Belief is an oddity. Nobody invests any money in it, that’s for sure. I was once in a store where there were icons of the Virgin Mary next to little pink bottles of love potion. There was a time when people believed in love and religion. Now they both just seemed magical.

What is this Christian God anyways? If we are made in his image, then do we come to know him through contemplation of ourselves? Does God have an extreme fondness for cats? Why does he like fried food so much? Why does he spend so much time shaving? Does he ever have buyer’s remorse?


Photo by Miles Petrella.

Sometimes I try not to look at windows that are just filled with junk.
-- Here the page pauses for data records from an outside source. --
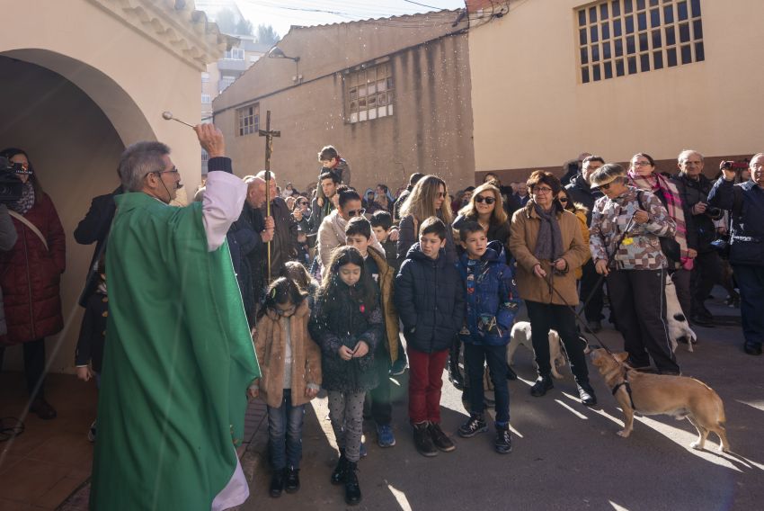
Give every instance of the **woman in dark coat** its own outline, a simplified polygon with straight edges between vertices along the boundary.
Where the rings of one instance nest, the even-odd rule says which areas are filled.
[[[0,337],[0,346],[23,344],[30,411],[51,419],[56,410],[45,400],[43,392],[45,337],[58,334],[64,327],[59,283],[66,268],[66,237],[53,202],[40,186],[26,152],[8,148],[0,156],[22,164],[31,173],[20,175],[23,193],[9,208],[41,235],[13,218],[18,240],[12,250],[0,253],[0,286],[8,325],[8,333]]]

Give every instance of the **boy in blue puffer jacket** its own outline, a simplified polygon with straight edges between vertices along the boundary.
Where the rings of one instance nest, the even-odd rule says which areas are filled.
[[[465,327],[459,332],[459,338],[464,342],[469,379],[470,417],[458,433],[469,438],[488,429],[483,415],[483,367],[487,363],[496,398],[493,447],[497,453],[506,454],[512,450],[507,344],[520,298],[501,242],[488,243],[485,230],[475,221],[462,224],[459,238],[465,253],[459,258],[458,270],[466,292]]]

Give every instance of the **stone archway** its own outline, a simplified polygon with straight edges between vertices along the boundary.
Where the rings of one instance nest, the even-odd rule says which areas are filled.
[[[67,233],[66,326],[48,340],[50,371],[58,372],[73,365],[82,314],[76,300],[93,249],[77,245],[74,229],[93,197],[119,185],[116,168],[125,146],[156,138],[116,82],[69,57],[41,49],[0,52],[0,146],[29,152]],[[21,368],[20,352],[8,350],[6,368]]]

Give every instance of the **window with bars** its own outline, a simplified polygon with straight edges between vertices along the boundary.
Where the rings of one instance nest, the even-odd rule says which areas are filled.
[[[250,104],[236,110],[237,130],[240,137],[257,133],[260,130],[260,103]]]
[[[706,59],[700,0],[602,0],[575,15],[582,83]]]
[[[393,115],[395,90],[389,62],[345,77],[345,121],[351,124]]]

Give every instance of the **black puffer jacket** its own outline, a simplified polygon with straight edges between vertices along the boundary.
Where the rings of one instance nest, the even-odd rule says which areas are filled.
[[[697,181],[690,179],[684,173],[678,174],[673,179],[681,196],[682,205],[688,210],[692,210],[697,202],[708,203],[708,193],[714,184],[707,177],[700,175]],[[707,211],[707,210],[706,210]],[[690,214],[685,218],[685,225],[688,232],[692,230],[697,237],[697,249],[698,252],[713,252],[711,242],[716,238],[716,228],[714,220],[707,213],[699,215]],[[689,240],[689,237],[688,237]]]
[[[316,299],[308,323],[310,336],[321,347],[321,386],[341,392],[370,390],[379,382],[374,370],[374,353],[385,335],[382,309],[378,304],[373,310],[366,310],[351,296],[346,284],[340,281],[338,286],[342,291],[331,307],[321,297]],[[341,346],[352,349],[361,340],[369,345],[368,354],[349,361],[340,358]]]
[[[591,184],[587,183],[581,174],[575,175],[571,179],[570,184],[565,186],[565,191],[573,202],[578,202],[586,207],[586,225],[591,226],[591,211],[594,210],[594,202],[602,196],[602,193],[599,190],[592,190]]]
[[[395,309],[409,347],[424,353],[449,349],[464,324],[465,288],[444,250],[432,260],[415,243],[395,277]]]

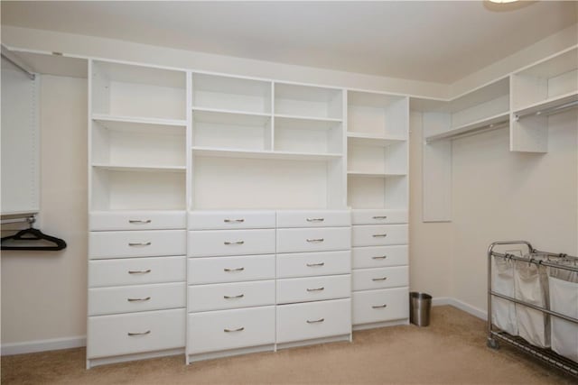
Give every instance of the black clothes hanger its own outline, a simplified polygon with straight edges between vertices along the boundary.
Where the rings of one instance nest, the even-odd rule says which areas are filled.
[[[38,245],[33,243],[38,241]],[[46,242],[53,243],[47,246]],[[21,244],[18,244],[18,243]],[[6,243],[6,244],[5,244]],[[5,236],[0,241],[1,250],[39,250],[39,251],[57,251],[66,247],[66,242],[60,238],[46,235],[42,232],[33,227],[21,230],[14,235]]]

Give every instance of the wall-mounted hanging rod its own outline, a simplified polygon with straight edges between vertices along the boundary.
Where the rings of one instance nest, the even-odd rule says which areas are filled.
[[[479,133],[489,133],[490,131],[498,130],[499,128],[502,128],[504,125],[508,124],[508,123],[509,123],[508,120],[505,120],[503,122],[492,123],[490,124],[482,125],[481,127],[472,128],[471,130],[466,131],[465,133],[456,133],[455,135],[448,135],[448,136],[442,136],[438,138],[426,139],[425,142],[427,144],[430,144],[438,141],[444,141],[444,140],[453,141],[455,139],[467,138],[469,136],[477,135]]]
[[[527,113],[527,114],[520,114],[516,115],[516,121],[517,122],[520,118],[529,115],[551,115],[553,114],[558,114],[563,111],[568,110],[570,108],[573,108],[578,105],[578,100],[573,100],[572,102],[564,103],[560,105],[555,105],[553,107],[545,108],[543,110],[536,111],[535,113]]]
[[[19,60],[14,59],[14,55],[4,45],[2,46],[2,57],[5,59],[6,61],[8,61],[10,64],[23,71],[31,80],[34,80],[36,78],[36,74],[31,72],[23,64],[19,63]]]

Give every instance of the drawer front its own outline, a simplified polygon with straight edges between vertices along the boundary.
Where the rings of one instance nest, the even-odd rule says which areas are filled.
[[[353,270],[353,290],[398,288],[409,285],[407,266],[393,268],[362,269]]]
[[[277,211],[277,227],[340,227],[351,225],[349,210]]]
[[[351,333],[350,299],[277,307],[277,343]]]
[[[277,278],[349,274],[350,272],[350,252],[303,252],[277,256]]]
[[[90,232],[91,259],[184,255],[185,230]]]
[[[89,289],[89,316],[161,310],[184,306],[184,282]]]
[[[185,280],[186,258],[149,257],[89,261],[89,288]]]
[[[275,230],[189,232],[190,257],[275,253]]]
[[[111,213],[92,211],[89,215],[89,229],[106,230],[167,230],[184,229],[187,225],[184,211],[122,211]]]
[[[187,354],[275,344],[275,307],[188,316]]]
[[[351,276],[350,274],[277,280],[278,304],[350,297],[351,297]]]
[[[409,317],[407,288],[353,293],[353,325],[394,321]]]
[[[351,248],[351,228],[277,230],[277,253],[325,252]]]
[[[407,244],[407,225],[353,226],[353,246]]]
[[[189,311],[275,305],[275,280],[189,287]]]
[[[407,246],[354,247],[353,269],[403,266],[408,263]]]
[[[185,309],[89,317],[87,358],[184,346]]]
[[[406,224],[407,210],[351,210],[351,223],[353,225]]]
[[[190,230],[275,228],[275,211],[193,211]]]
[[[275,254],[247,257],[190,258],[189,284],[275,279]]]

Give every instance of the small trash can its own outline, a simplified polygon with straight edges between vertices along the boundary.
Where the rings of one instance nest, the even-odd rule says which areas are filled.
[[[430,325],[432,296],[412,291],[409,293],[409,322],[418,326]]]

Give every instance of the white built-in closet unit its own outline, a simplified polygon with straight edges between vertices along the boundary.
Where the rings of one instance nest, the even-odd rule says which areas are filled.
[[[423,219],[448,221],[451,140],[508,127],[512,151],[547,151],[577,53],[452,100],[89,58],[87,365],[406,324],[410,105]]]

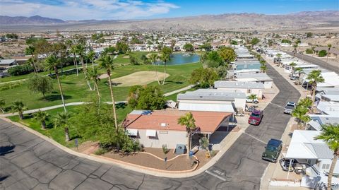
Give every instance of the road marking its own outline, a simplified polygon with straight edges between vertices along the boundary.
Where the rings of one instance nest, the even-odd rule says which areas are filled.
[[[273,105],[276,105],[276,106],[280,107],[282,107],[282,108],[285,108],[284,107],[282,107],[282,106],[281,106],[281,105],[276,105],[276,104],[275,104],[275,103],[270,102],[270,104]]]
[[[245,133],[245,134],[246,134],[246,135],[248,135],[248,136],[251,136],[251,137],[252,137],[252,138],[255,138],[255,139],[258,140],[258,141],[260,141],[260,142],[261,142],[261,143],[264,143],[264,144],[266,144],[266,143],[263,142],[263,141],[260,140],[259,138],[256,138],[256,137],[254,136],[253,135],[250,135],[250,134],[247,133],[246,131],[244,131],[244,133]]]
[[[224,182],[226,181],[226,179],[225,179],[225,178],[223,178],[223,177],[220,177],[220,176],[218,176],[218,175],[217,175],[217,174],[215,174],[212,173],[211,172],[210,172],[210,171],[208,171],[208,170],[205,170],[205,172],[209,174],[210,175],[213,175],[213,176],[215,177],[216,178],[219,178],[219,179],[220,179],[221,180],[224,181]]]

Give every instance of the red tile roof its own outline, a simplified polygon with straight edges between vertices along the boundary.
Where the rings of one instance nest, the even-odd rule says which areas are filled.
[[[186,126],[178,124],[178,119],[189,112],[179,110],[155,110],[150,114],[129,114],[126,118],[124,126],[129,129],[184,131]],[[213,133],[219,125],[232,113],[216,112],[191,111],[196,120],[196,127],[201,132]],[[166,124],[166,126],[162,126]]]

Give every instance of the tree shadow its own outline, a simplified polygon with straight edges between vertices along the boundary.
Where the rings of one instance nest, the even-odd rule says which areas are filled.
[[[14,148],[16,148],[15,146],[0,146],[0,156],[4,156],[6,154],[13,153]]]
[[[64,95],[64,100],[68,100],[68,99],[71,99],[71,98],[72,98],[72,96]],[[40,98],[40,100],[46,100],[46,101],[49,101],[49,102],[52,102],[52,101],[55,101],[55,100],[61,100],[61,96],[60,95],[60,94],[52,94],[52,95],[47,95],[44,99],[43,97],[42,97],[42,98]]]
[[[8,177],[10,177],[10,175],[1,175],[1,174],[0,174],[0,182],[5,180]]]

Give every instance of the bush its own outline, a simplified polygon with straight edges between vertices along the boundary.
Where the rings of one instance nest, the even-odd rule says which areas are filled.
[[[11,76],[20,76],[29,74],[34,71],[34,69],[30,65],[19,65],[8,69],[8,73]]]
[[[326,50],[321,50],[318,53],[319,57],[326,57],[327,55]]]
[[[313,50],[311,49],[306,49],[306,53],[308,54],[313,54]]]

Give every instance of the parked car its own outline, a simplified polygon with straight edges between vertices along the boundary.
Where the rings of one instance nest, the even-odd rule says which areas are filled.
[[[254,100],[246,98],[246,103],[258,104],[259,102],[259,100],[258,100],[258,98],[256,98]]]
[[[297,107],[297,104],[293,102],[288,102],[284,107],[284,113],[290,114],[295,108]]]
[[[258,125],[263,119],[263,112],[258,109],[254,109],[249,118],[249,124],[252,125]]]
[[[261,155],[261,159],[272,162],[277,162],[277,160],[282,149],[282,141],[271,138],[265,146],[265,152]]]
[[[292,160],[292,162],[291,162]],[[288,167],[290,167],[290,163],[291,163],[291,167],[290,167],[290,172],[293,172],[293,167],[295,165],[297,161],[295,159],[287,159],[281,158],[279,160],[279,163],[280,164],[281,168],[285,172],[288,172]]]
[[[299,79],[299,76],[291,76],[291,77],[290,77],[290,79],[291,79],[292,81],[295,81],[295,80]]]

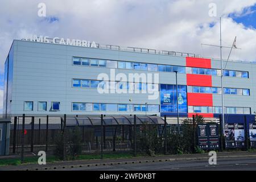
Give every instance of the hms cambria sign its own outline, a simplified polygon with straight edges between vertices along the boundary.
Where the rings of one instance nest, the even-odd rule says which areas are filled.
[[[64,39],[59,37],[55,37],[53,38],[49,38],[48,36],[37,36],[36,35],[32,35],[30,38],[25,39],[27,41],[33,41],[38,42],[44,42],[47,43],[53,43],[57,44],[63,44],[67,46],[76,46],[85,47],[93,47],[97,48],[95,42],[87,41],[85,40],[80,39]]]

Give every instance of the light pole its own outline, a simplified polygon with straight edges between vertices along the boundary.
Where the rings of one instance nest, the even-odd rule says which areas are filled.
[[[146,102],[145,103],[145,105],[146,105],[146,116],[147,116],[147,102]]]
[[[178,125],[178,133],[180,134],[180,123],[179,123],[179,103],[178,103],[178,92],[177,92],[177,71],[175,71],[176,74],[176,96],[177,101],[177,125]]]

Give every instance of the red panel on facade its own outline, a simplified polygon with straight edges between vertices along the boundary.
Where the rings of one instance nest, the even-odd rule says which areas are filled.
[[[211,61],[210,59],[198,57],[186,57],[186,66],[189,67],[211,68]]]
[[[188,93],[188,106],[212,106],[212,94],[208,93]]]
[[[212,76],[187,74],[187,85],[212,86]]]
[[[197,115],[202,115],[204,118],[213,118],[213,114],[212,113],[188,113],[188,117],[189,118],[192,118],[193,117],[193,115],[196,116],[196,114],[197,114]]]

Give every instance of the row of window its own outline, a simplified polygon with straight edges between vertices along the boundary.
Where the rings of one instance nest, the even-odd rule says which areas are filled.
[[[236,89],[224,88],[223,88],[225,94],[250,96],[250,89]],[[204,93],[221,94],[221,88],[188,86],[188,92],[189,93]]]
[[[219,76],[221,75],[221,70],[217,69],[191,68],[183,66],[113,61],[77,57],[73,57],[73,64],[82,66],[100,67],[155,72],[177,72],[180,73],[207,75]],[[223,75],[228,77],[249,78],[248,72],[225,70]]]
[[[60,110],[60,102],[52,102],[51,104],[50,111],[58,111]],[[32,111],[34,108],[33,101],[24,101],[24,111]],[[39,101],[38,103],[38,111],[47,111],[47,102]]]
[[[98,81],[94,80],[73,79],[73,86],[79,88],[90,88],[102,89],[118,89],[123,90],[146,90],[148,86],[151,89],[159,91],[158,84],[151,84],[150,85],[147,83],[128,82],[110,81]]]
[[[159,112],[158,105],[117,104],[73,102],[73,111],[148,111]]]
[[[188,113],[222,113],[222,107],[220,106],[188,106]],[[250,107],[224,107],[224,113],[251,114]]]

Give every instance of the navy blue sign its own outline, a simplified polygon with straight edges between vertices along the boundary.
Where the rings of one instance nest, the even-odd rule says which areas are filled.
[[[198,146],[201,149],[219,148],[218,125],[200,124],[197,125]]]
[[[249,124],[249,137],[251,147],[256,148],[256,124]]]
[[[179,111],[187,113],[187,86],[178,85],[178,96],[176,85],[160,84],[161,112],[177,112],[177,100],[179,104]]]

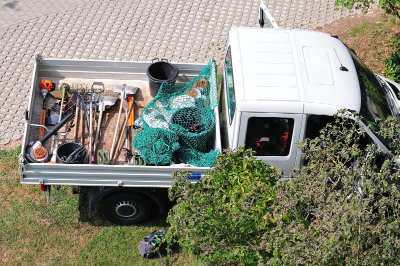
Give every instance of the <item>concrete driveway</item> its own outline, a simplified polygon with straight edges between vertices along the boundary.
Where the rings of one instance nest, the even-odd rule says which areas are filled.
[[[0,1],[0,148],[22,136],[36,53],[115,60],[222,59],[232,26],[257,27],[260,2]],[[314,29],[354,12],[333,1],[265,1],[281,28]]]

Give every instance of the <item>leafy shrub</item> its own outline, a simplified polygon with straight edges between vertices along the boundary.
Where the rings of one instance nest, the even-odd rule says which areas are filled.
[[[398,128],[394,127],[380,133],[394,136]],[[374,153],[380,151],[361,145],[364,134],[355,121],[338,118],[320,137],[300,144],[309,163],[292,181],[276,186],[274,216],[286,218],[276,219],[263,237],[262,245],[274,254],[268,262],[398,262],[400,195],[390,185],[398,174],[392,172],[388,158],[376,167]]]
[[[386,69],[383,73],[394,81],[400,82],[400,35],[392,37],[391,43],[394,51],[390,54],[385,60]]]
[[[170,239],[210,265],[396,264],[400,174],[392,166],[400,126],[377,121],[392,141],[384,156],[368,144],[360,117],[340,116],[299,144],[308,163],[292,181],[276,183],[274,167],[242,148],[218,157],[196,184],[176,173]]]
[[[366,13],[376,4],[376,0],[336,0],[334,5],[341,9],[361,10]],[[384,10],[385,13],[400,19],[400,0],[379,0],[378,7]]]
[[[279,175],[253,154],[243,148],[225,151],[196,184],[188,182],[186,172],[174,174],[170,197],[177,202],[168,216],[168,231],[208,264],[254,264],[268,255],[260,239],[272,224],[270,208]]]

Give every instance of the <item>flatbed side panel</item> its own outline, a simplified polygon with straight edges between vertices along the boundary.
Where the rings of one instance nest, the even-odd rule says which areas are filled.
[[[206,175],[207,167],[137,166],[28,163],[24,166],[22,184],[169,187],[173,170],[182,169]],[[197,175],[198,176],[200,175]],[[198,179],[190,179],[196,183]]]
[[[178,81],[187,81],[196,76],[204,64],[172,62],[178,69]],[[38,68],[40,77],[88,78],[147,80],[148,62],[112,61],[44,59]]]
[[[44,59],[36,55],[35,63],[28,105],[30,121],[35,106],[35,86],[38,77],[86,79],[116,78],[129,80],[147,80],[146,70],[151,62],[106,60]],[[178,81],[186,81],[198,75],[205,64],[173,63],[180,72]],[[218,108],[214,110],[216,118],[214,148],[220,150]],[[25,126],[22,152],[28,141],[30,128]],[[126,187],[169,187],[173,184],[172,171],[183,169],[191,171],[199,178],[204,176],[207,167],[182,167],[154,166],[100,165],[27,163],[24,154],[20,156],[20,180],[22,184],[104,186]],[[190,179],[194,183],[198,179]]]
[[[37,60],[40,60],[40,57],[38,55],[35,54],[34,56],[34,72],[32,75],[32,82],[30,83],[30,96],[29,96],[29,100],[28,101],[28,110],[29,111],[29,116],[28,117],[29,121],[32,121],[32,112],[31,110],[34,109],[34,85],[36,84],[36,79],[38,77],[38,66],[36,64]],[[30,126],[28,125],[27,123],[25,123],[25,126],[24,127],[24,137],[22,138],[22,148],[21,149],[21,153],[20,154],[20,176],[21,179],[21,182],[23,181],[23,178],[24,178],[24,168],[23,167],[23,165],[22,164],[22,162],[23,162],[24,160],[24,147],[26,146],[28,143],[26,143],[28,141],[28,132],[29,132],[29,130],[30,130]]]

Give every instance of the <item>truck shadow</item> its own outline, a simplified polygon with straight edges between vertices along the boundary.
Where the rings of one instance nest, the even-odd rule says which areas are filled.
[[[85,187],[80,187],[78,205],[80,221],[88,222],[94,226],[118,226],[116,224],[109,222],[104,218],[98,204],[96,204],[94,211],[89,213],[88,199],[89,189]],[[146,226],[154,226],[160,228],[168,227],[168,224],[166,222],[166,217],[168,216],[168,210],[169,209],[167,210],[164,213],[158,213],[153,215],[144,224]]]

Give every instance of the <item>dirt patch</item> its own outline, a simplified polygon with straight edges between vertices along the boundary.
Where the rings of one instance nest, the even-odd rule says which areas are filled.
[[[366,14],[354,14],[316,30],[338,36],[368,67],[380,74],[384,60],[393,51],[391,35],[400,33],[400,27],[394,17],[375,8]]]

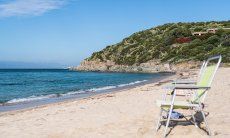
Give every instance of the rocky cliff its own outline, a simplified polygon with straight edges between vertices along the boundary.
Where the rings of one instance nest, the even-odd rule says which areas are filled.
[[[94,52],[73,70],[168,72],[197,67],[221,54],[230,63],[230,21],[169,23],[136,32]],[[212,30],[212,31],[210,31]],[[205,32],[199,34],[200,32]]]
[[[142,72],[142,73],[155,73],[155,72],[176,72],[184,71],[191,68],[197,68],[200,62],[183,62],[178,64],[162,63],[159,60],[150,60],[146,63],[139,65],[118,65],[113,61],[107,60],[101,62],[99,60],[87,61],[84,60],[79,66],[71,68],[78,71],[98,71],[98,72]]]

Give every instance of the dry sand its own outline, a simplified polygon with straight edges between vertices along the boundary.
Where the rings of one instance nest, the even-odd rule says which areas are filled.
[[[175,78],[175,77],[174,77]],[[172,78],[169,78],[172,79]],[[156,133],[156,99],[163,85],[146,84],[116,93],[0,113],[0,137],[162,137]],[[230,68],[220,68],[208,92],[212,137],[230,137]],[[176,125],[169,137],[208,137],[193,125]]]

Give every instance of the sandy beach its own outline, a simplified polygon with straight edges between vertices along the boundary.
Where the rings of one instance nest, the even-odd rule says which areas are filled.
[[[173,80],[177,76],[163,81]],[[162,137],[155,102],[168,83],[152,83],[81,100],[0,113],[0,137]],[[206,98],[212,137],[230,137],[230,68],[220,68]],[[176,125],[169,137],[208,137],[194,125]]]

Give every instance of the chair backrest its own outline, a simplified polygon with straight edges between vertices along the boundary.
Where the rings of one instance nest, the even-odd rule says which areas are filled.
[[[200,73],[200,77],[199,77],[197,86],[211,87],[213,78],[216,74],[218,67],[220,66],[221,59],[222,59],[221,55],[214,56],[214,57],[207,59],[207,61],[205,62],[204,68],[202,72]],[[207,92],[206,89],[197,90],[197,95],[194,95],[192,101],[198,102],[200,100],[201,102],[203,102],[206,92]]]

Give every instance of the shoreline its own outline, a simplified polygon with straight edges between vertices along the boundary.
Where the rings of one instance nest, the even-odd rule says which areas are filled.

They are filled with objects that are so absurd. Especially when it comes to little ceramic animals. Why would you want a small ceramic bad representation of an animal?

There is a rat that lives in my wall. I like to assume that it is one rat — but it is probably an entire colony of rats living there. Nonetheless, I imagine the rat as a bachelor. When I hear him scuffling, I imagine he is cooking and shifting his cast iron pan on top of a stove. Or I picture him running around moving furniture because his new girlfriend is about to show up and look at the place for the first time.

Maybe if you watch nature shows you have a proper idea of animals. I grew up downtown. My image of animals comes from children’s books and cartoons and cereal boxes.

This tiger has lost its ability to be anything other than a symbol. There are many things that are like a tiger, but a tiger is not like anything. All of the tiger’s attributes have been commodified. Independent of its characteristics, what is a tiger, other than death itself which we cannot begin to understand.


Photo by Miles Petrella.

I’m off the main shopping strip and on a street that is heavy with traffic and lack luster. I should be done with window watching, but how can anybody possibly walk past this window and not see some buried symbolism in it? Here is a mermaid that has had its eyes scratched out. She has been brutalized, and yet she is still smiling. She barely existed before because she is a mythical creature. Her very identity implies non-existence. And now she had no eyes. She, along with the rest of the world, cannot see her. She is just a feeling, an awareness and certainty of existence.

She gives up her ability to talk in order to have legs. Good luck girl, you can’t seduce a guy without a personality. She had all this knowledge about other alien species that she could have told him about. Now she is just broke and pretty. Guys are wary of broke girls to begin with. She isn’t like Holly Hunter in that Jane Campion film. She can’t play the piano in this fucking deep gut wrenching way. She doesn’t have a really cute daughter who does cartwheels and will call just about any man “papa” in a lispy British accent.

As a mermaid, she can’t be happy with the fishing industry. We are going in the store already to buy her friends.

Somebody mad — with a set of keys or a lucky quarter decided to disfigure her. And who exactly is the re-interpreter of this tale. Was it a serial killer? Was it someone who hated fairy tales as a child? Maybe it was someone who hated the fishmonger. Maybe it was a competitor. And he wanted to change the narrative that entered your head once you walked up to the store. Inside of it being childlike and playful, it was a Greek tragedy.

She is like Oedipus Rex. It went from being an Easy-to-Read child’s story, to a Greek tragedy. But wasn’t she one to begin with? Can anything ever be simple?